When the bridge rectifier converts AC to DC it does so by ensuring that the most positive voltage from the transformer is routed (via the diodes) to the positive DC feed to the circuit. This charges the 1000uF capacitor up to approximately the positive peak of the AC voltage.
What happens next is that the AC voltage starts falling down from the peak and the 1000uF cap is left charged up. Not until the next peak of the AC comes along (this time on the other AC wire from the transformer) is the capacitor recharged.
The capacitor is charged over a period of a few milli-seconds and, becomes slightly discharged by the regulators and load current. This is why those capacitors are so large - they have to supply a near constant voltage between re-charge pulses delivered through the bridge rectifier. Here is a good article that explains how to calculate the capacitor.

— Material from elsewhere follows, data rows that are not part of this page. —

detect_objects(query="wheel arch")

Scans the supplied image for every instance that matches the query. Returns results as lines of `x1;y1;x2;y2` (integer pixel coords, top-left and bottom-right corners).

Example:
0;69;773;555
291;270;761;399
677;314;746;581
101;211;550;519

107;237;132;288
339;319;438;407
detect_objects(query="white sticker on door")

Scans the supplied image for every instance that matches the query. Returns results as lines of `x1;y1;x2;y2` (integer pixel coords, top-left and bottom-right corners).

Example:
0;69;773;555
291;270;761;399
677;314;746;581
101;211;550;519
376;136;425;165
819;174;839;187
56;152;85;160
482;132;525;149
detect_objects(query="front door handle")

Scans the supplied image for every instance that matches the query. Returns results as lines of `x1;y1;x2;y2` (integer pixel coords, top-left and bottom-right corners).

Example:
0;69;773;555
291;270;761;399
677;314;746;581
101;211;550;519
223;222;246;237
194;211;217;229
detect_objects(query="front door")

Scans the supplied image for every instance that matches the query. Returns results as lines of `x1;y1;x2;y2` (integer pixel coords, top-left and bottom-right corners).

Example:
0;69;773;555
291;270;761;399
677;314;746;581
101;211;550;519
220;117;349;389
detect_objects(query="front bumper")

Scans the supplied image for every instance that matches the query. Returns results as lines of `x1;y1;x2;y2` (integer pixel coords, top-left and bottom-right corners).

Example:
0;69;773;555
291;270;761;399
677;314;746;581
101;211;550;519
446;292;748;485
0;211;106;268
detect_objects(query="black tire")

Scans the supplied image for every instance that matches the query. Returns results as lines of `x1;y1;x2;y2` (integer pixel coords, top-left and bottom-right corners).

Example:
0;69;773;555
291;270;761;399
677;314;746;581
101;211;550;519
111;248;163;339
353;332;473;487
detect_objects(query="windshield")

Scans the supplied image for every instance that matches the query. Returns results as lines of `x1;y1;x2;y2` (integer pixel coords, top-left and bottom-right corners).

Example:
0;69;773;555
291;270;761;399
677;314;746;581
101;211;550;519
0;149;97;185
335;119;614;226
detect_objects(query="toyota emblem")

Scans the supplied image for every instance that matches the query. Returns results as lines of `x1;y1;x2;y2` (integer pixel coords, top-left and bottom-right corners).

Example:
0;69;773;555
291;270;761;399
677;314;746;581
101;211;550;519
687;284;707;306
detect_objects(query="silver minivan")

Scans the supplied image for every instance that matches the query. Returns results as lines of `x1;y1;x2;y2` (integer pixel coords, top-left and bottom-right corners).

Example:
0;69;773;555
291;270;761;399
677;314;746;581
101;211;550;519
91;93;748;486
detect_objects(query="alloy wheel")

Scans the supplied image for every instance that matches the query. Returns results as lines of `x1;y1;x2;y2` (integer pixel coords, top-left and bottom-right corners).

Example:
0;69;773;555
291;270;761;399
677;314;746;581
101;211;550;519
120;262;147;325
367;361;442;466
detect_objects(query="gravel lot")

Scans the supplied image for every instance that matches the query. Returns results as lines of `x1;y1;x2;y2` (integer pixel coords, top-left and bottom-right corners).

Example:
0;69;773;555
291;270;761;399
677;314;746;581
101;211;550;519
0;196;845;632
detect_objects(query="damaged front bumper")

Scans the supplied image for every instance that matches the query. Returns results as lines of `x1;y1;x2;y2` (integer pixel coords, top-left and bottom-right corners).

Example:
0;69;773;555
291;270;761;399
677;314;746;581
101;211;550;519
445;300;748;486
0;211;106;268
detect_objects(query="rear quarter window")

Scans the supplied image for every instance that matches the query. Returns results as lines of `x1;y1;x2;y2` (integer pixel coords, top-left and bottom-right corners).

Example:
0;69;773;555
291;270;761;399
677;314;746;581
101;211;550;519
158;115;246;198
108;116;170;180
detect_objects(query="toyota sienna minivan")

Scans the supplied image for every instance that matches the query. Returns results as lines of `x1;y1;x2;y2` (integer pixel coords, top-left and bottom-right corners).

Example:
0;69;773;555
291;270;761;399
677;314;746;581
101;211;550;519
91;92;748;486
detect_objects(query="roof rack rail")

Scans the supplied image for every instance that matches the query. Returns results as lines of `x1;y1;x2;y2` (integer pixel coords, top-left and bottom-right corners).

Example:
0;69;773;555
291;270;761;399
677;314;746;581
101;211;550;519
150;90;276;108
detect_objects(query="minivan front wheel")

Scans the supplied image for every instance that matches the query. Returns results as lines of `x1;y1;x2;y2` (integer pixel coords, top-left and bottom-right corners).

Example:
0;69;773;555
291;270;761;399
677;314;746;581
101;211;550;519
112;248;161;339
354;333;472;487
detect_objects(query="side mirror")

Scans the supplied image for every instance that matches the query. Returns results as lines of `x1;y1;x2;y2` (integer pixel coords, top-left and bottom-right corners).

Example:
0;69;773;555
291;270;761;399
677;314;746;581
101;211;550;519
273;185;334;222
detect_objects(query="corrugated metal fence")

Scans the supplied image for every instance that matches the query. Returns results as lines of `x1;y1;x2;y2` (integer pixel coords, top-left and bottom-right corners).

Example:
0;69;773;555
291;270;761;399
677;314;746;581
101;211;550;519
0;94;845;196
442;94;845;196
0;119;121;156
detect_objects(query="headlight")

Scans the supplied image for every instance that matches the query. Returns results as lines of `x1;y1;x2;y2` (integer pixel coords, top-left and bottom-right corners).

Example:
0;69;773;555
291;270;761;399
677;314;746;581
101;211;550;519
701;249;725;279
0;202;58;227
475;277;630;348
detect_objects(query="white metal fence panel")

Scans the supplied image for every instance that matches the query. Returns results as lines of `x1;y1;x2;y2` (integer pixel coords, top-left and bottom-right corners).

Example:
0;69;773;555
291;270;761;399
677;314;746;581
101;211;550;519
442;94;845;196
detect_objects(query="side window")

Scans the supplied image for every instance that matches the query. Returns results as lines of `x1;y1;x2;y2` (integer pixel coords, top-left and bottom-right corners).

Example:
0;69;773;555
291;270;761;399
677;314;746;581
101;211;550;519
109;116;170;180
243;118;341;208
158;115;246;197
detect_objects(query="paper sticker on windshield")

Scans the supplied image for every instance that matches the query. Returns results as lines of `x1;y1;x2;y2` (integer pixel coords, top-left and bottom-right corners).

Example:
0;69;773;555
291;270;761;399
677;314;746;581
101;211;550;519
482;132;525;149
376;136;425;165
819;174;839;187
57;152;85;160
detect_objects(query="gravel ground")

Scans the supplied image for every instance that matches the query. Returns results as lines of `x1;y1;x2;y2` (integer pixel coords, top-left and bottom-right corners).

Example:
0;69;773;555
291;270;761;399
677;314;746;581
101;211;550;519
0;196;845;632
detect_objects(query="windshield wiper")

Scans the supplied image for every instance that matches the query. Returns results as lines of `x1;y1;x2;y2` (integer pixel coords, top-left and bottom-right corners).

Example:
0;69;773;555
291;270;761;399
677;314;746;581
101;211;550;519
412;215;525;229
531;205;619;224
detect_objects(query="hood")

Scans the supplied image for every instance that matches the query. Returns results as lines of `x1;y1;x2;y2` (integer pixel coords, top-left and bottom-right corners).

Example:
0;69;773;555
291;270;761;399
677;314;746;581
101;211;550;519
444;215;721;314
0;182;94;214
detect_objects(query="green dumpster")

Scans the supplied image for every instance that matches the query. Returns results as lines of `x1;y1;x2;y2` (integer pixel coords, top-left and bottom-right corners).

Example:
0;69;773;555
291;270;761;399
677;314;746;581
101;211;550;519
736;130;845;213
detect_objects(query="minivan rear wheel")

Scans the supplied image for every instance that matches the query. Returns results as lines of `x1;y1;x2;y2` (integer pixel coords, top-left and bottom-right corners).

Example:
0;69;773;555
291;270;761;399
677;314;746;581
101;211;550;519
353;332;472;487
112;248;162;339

The 1000uF caps are used as bulk energy storage devices and they need to be big because of the duty cycle of charge and discharge. But a big cap like 1000uF will have considerable internal resistance (maybe 1 ohm) and inductance (maybe several tens or hundreds of nano henries). The R and L do not make this capacitor very good for a linear voltage regulator so, a much smaller capacitor (like the 100nF) is applied in parallel - the 100nF might have tens of mill ohms series resistance and inductance of tens of micro henries at the most - together, the 1000uF and 100nF make a good all-round combination.